Deine Beschwerden sind vielfältig, um so erstaunlicher, ist es darum, dass Dein Arzt Dir so wenig Unterstützung gibt, wie Du in dem anderen Beitrag schreibst. Das tut mir sehr leid! Viele der beschriebenen Beschwerden kennt fast jeder von uns, mal mehr, mal weniger. Du bist nicht alleine damit!

Wie schon Undine schreibt, würde ich mir alle Blutwerte aushändigen lassen, am besten zum Vergleich mehrere Ausdrucke der letzten Monate. Ich lasse sie mir immer in der Woche nach der Blutabnahme faxen. Das ist Dein gutes Recht!
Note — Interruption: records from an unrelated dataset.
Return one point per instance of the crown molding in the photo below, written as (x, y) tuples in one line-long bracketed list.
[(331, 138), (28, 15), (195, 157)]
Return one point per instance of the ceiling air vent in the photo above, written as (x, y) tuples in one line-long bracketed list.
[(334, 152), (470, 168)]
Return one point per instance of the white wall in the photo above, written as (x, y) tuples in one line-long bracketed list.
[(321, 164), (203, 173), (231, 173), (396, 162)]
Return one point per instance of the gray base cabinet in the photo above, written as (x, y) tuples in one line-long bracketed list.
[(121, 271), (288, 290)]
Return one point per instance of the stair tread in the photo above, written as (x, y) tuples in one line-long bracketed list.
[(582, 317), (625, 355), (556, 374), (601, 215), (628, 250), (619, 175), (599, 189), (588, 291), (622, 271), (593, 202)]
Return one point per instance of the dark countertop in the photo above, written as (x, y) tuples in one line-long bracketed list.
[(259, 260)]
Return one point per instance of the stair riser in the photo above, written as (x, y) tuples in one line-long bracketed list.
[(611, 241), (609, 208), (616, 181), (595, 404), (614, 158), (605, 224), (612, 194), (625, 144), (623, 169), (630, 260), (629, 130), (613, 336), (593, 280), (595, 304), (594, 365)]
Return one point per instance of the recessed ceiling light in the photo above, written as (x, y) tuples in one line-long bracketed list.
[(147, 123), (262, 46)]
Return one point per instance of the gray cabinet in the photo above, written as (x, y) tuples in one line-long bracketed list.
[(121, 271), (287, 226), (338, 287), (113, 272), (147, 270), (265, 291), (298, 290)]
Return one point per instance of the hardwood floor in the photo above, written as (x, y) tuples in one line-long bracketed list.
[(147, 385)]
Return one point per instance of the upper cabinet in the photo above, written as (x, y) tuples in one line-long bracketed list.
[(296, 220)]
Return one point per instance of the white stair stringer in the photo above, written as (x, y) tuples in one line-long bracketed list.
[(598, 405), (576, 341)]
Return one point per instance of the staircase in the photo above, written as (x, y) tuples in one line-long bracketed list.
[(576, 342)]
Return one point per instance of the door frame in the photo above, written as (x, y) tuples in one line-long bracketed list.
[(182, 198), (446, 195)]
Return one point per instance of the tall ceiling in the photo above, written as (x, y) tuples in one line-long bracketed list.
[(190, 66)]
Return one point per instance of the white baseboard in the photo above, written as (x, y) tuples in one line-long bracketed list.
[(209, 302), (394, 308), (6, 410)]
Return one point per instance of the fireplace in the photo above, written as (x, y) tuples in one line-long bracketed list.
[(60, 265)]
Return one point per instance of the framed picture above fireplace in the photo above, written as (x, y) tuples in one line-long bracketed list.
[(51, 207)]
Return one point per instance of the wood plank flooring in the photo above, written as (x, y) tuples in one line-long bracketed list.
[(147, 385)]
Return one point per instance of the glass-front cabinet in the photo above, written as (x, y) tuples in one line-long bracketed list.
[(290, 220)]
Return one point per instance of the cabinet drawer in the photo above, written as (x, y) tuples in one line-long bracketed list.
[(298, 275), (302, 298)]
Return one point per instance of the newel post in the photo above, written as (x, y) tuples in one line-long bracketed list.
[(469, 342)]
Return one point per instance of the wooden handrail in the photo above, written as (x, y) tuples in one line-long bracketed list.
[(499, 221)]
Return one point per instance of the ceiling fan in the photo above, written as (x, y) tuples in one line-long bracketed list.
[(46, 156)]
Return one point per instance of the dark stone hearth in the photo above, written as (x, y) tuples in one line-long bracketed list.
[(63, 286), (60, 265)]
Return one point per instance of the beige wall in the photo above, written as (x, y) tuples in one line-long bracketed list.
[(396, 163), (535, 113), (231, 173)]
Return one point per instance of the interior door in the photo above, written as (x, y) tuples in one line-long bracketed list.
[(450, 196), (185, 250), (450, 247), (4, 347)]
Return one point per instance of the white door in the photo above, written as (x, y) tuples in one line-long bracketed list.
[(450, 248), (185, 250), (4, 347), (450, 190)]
Leider habe ich die Erfahrung gemacht, dass die Ärzte oft sagen "es ist alles in Ordnung", obwohl die Werte nicht der Norm entsprechen. Damit meinen sie vielleicht, die Thrombozyten sind gut, das kleinen Blutbild ist gut, oder was auch immer. Darum lass Dich nicht abwimmeln. Ich möchte Dir Mut machen für das Gespräch morgen, frage nach allen Werten!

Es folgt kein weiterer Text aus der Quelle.